Washington: International Monetary Fund division chief Daniel Leigh on Tuesday reposed faith in the Indian economy and said that it is a “very strong economy.”

He said that India is one of the bright spots in the global economy right now with a high growth rate.”Yes, we have a growth rate for India which is 6.8 in 2022. Let`s not forget this is one of the bright spots in the global economy right now. Such a high growth rate and it is moderating down to 5.9 with a -.2 revision compared to January, what`s happening here is also a set of historical revisions,” said Leigh.

IMF on Tuesday lowered its growth projection for 2023-24 to 5.9 per cent from 6.1 per cent earlier but despite a significant drop, India continues to be the fastest-growing economy in the world, the World Economic Outlook figures revealed.

“We realize that 2020-2021 has been actually a lot better than we thought and so actually there`s less room for catching up. And that pent-up demand from consumers that were informing our previous forecast is therefore going to be less because they`ve already had more catching up before. So that`s why there`s a downward revision this year. Then we go up to 6.3 next year again, a very strong economy which is necessary to allow India to continue to converge towards higher living standards and create those jobs that are necessary,” added Leigh.

The IMF projects India`s inflation to slow to 4.9 per cent in the current year and further to 4.4 per cent next fiscal year.IMF growth forecast is lower than the Reserve Bank of India (RBI) projection. The central bank predicted 7 per cent GDP growth for FY 2022-23 and 6.4 per cent in the ongoing fiscal that started on April 1.

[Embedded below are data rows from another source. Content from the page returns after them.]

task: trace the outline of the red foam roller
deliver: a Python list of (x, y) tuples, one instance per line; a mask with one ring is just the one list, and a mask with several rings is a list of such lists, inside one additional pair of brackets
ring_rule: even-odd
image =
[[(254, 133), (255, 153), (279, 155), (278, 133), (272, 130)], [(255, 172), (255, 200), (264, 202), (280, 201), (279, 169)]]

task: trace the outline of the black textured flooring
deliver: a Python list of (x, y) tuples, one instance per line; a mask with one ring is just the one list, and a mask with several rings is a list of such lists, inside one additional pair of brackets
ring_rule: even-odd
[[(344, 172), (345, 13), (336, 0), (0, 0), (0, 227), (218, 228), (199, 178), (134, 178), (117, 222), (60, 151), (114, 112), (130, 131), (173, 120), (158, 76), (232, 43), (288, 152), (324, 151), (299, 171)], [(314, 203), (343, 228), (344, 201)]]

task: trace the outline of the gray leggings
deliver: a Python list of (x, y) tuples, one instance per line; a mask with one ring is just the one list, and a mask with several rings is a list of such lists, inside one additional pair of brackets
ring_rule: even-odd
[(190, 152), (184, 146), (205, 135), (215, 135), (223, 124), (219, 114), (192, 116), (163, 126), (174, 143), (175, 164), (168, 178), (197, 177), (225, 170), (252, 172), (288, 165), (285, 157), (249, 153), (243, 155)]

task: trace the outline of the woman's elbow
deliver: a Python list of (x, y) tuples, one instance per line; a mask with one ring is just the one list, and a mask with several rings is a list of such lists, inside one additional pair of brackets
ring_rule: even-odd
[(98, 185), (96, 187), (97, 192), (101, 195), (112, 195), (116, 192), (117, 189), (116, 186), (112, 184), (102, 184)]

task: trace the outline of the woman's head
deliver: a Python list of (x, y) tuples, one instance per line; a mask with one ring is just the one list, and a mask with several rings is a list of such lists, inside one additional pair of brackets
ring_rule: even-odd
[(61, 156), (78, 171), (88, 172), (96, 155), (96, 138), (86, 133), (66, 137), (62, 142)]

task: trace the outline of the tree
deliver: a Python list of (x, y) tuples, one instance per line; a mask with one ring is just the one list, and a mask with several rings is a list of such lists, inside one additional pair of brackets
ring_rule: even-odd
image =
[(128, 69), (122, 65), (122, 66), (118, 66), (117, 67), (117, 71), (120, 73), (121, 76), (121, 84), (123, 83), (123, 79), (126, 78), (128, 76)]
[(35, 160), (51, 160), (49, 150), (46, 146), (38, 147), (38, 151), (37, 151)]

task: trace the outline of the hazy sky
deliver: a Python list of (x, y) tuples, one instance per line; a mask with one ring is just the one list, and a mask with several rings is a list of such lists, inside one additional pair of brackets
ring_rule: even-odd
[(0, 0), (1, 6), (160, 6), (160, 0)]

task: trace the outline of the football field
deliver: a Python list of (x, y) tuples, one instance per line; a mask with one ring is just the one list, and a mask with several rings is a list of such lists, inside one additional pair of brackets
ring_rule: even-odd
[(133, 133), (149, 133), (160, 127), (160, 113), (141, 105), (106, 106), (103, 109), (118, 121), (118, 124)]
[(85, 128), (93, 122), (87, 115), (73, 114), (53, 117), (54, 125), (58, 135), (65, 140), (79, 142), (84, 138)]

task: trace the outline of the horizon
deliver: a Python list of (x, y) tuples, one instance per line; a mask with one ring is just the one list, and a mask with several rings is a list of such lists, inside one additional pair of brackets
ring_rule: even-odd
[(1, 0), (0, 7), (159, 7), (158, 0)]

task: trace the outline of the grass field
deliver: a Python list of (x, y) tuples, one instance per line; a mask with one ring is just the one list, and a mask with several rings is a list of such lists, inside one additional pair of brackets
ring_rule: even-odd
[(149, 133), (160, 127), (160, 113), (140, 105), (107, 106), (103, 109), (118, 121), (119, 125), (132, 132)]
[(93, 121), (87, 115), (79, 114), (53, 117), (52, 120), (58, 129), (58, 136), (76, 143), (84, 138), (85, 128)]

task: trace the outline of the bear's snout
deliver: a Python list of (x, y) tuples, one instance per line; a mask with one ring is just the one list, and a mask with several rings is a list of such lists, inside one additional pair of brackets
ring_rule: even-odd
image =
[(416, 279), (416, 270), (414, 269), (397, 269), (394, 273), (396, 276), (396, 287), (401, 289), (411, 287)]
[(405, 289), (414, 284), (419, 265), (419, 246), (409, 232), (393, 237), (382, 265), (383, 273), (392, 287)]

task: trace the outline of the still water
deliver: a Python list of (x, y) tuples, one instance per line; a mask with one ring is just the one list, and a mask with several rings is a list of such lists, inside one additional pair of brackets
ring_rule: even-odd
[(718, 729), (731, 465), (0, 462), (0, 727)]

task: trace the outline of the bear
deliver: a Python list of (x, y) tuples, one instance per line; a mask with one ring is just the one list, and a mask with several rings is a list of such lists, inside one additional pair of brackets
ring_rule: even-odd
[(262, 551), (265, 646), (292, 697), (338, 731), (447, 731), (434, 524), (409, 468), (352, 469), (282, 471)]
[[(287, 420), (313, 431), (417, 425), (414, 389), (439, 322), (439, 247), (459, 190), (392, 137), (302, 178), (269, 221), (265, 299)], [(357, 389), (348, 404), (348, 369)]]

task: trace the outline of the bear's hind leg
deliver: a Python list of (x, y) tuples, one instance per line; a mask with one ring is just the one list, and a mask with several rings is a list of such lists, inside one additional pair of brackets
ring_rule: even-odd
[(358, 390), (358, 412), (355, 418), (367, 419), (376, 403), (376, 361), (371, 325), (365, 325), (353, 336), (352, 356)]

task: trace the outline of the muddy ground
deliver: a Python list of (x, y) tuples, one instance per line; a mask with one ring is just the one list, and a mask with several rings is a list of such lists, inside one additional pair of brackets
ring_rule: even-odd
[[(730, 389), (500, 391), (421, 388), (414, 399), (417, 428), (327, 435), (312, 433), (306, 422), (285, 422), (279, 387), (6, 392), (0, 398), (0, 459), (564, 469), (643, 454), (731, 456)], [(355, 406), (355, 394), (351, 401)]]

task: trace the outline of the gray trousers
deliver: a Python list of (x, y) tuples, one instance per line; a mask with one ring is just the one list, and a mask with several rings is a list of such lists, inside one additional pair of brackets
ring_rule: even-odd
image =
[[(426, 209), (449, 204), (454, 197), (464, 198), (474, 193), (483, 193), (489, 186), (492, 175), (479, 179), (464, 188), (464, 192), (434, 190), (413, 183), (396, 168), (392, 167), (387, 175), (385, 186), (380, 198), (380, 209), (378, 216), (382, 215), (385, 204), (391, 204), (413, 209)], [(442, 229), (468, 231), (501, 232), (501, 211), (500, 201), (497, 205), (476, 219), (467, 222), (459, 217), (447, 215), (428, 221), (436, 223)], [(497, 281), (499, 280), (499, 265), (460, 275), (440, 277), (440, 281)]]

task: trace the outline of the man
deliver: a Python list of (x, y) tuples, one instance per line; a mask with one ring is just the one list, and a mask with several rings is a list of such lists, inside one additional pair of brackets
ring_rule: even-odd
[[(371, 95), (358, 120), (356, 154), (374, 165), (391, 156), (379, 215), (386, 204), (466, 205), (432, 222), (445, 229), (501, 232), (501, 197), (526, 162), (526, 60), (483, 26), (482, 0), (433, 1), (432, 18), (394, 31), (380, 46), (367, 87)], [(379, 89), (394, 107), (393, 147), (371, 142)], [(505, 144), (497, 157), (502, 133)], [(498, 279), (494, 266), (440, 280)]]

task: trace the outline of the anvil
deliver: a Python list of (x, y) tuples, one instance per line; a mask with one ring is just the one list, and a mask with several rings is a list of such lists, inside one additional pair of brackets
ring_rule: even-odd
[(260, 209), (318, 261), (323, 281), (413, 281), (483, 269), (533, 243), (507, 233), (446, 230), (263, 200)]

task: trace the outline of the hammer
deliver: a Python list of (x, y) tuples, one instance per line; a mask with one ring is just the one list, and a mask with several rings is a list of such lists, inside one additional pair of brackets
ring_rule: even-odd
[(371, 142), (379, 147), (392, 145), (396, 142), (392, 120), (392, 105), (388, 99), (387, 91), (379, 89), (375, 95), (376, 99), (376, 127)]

Meanwhile, the international lender flagged concerns about inflation, debt and risks to the financial sector from rising interest rates. It warned that if banks cut lending further, the global output will reduce by another 0.3 percentage point in 2023.

“Despite the fillips from lower food and energy prices and improved supply-chain functioning, risks are firm to the downside with the increased uncertainty from the recent financial sector turmoil,” the report said.

The IMF projects growth to bottom out at 2.8 per cent in 2023, picking up to 3 per cent in 2024. Inflation is expected to stay elevated at 7 per cent for the rest of the year, before declining to 4.9 per cent next year.

China`s growth rate is projected to be 5.2 per cent in 2023 and 4.5 per cent in 2024 against its growth rate of three per cent in 2022.The US`s growth forecast for 2023 is 1.6 per cent, France`s 0.7 per cent, while Germany and the UK are a dismal -0.1 per cent and -0.7 per cent, respectively.

Most countries will, however, avoid recession in 2023 despite the COVID pandemic lingering and tightening financing conditions as the Russia-Ukraine war continues.